Together, they worked out a system. One would stay at the wash racks and scrub cattle. The other would trade dirty cattle for clean and work on cleaning and bedding stalls systematically down the row. It was efficient.

They had another system for feeding and watering. They worked together and all I had to do was show up with breakfast—very early.

The standard fare needed no utensils; breakfast burritos filled with eggs, meat and cheese, coffee, milk and granola bars or pop tarts for snacking later. This is the time I miss. It is about 6 or 6:30 a.m., the cows are reclining, chewing cud and relaxing. There is plenty of time for us to relax over breakfast and talk. The conversation is cows, who looks particularly good or bad today, calculating the day's winners from the barn. Coffee, cappuccino and hot chocolate are consumed liberally and shared with whomever in the barn had an empty cup.

Soon it would be time for our 4-H'ers to change into dress clothes. Then it was up to the grown-ups to handle manure detail for a short time, which sometimes turned into a long time because one of our 4-H'ers had make-up and hair to bring up to show ring perfection. Beauty takes time.

By now, Gramps showed up to do toplines and it was almost showtime. My favorite time of the show had passed.
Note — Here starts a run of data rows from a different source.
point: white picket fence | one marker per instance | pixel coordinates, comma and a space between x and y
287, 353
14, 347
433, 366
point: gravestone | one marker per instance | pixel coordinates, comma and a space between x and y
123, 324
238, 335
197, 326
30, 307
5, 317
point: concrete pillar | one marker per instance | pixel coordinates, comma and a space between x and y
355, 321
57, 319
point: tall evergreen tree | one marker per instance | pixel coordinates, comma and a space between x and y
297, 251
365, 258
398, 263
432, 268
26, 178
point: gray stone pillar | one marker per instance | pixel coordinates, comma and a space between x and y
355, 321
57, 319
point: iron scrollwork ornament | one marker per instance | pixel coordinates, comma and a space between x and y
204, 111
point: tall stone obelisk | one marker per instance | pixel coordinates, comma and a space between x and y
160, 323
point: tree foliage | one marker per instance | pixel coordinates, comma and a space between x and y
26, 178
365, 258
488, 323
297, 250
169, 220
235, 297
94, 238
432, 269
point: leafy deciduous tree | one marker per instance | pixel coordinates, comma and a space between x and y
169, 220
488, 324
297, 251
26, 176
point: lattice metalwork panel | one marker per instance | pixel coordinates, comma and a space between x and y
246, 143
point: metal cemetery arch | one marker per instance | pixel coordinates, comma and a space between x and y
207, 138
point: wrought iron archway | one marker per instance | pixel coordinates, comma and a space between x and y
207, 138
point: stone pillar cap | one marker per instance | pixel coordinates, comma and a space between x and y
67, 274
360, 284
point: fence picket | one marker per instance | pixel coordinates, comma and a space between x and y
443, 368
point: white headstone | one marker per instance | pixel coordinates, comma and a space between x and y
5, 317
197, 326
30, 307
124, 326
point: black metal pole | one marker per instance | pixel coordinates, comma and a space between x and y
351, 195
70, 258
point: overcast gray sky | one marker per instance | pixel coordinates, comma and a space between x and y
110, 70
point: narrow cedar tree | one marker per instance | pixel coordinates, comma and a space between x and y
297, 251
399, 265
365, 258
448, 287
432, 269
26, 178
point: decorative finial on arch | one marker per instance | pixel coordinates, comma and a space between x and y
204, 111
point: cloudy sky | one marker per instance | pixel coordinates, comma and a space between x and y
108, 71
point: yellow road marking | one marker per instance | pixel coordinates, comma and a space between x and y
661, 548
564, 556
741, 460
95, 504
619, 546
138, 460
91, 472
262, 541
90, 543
If you have never been involved in livestock showing at all, it may be hard to understand the attraction. Yes, it is about the livestock. But in the end, the livestock are the means to making family moments and memories. Sure, we can and do make memories by sitting around a table for meals or playing board games or fishing or whatever. But sometimes it takes a big change in normal activity for special moments and memories to fix into our brains.

It is the small things that give life savor and gusto. Enjoy the small things as they come. Someday, they will be but a memory.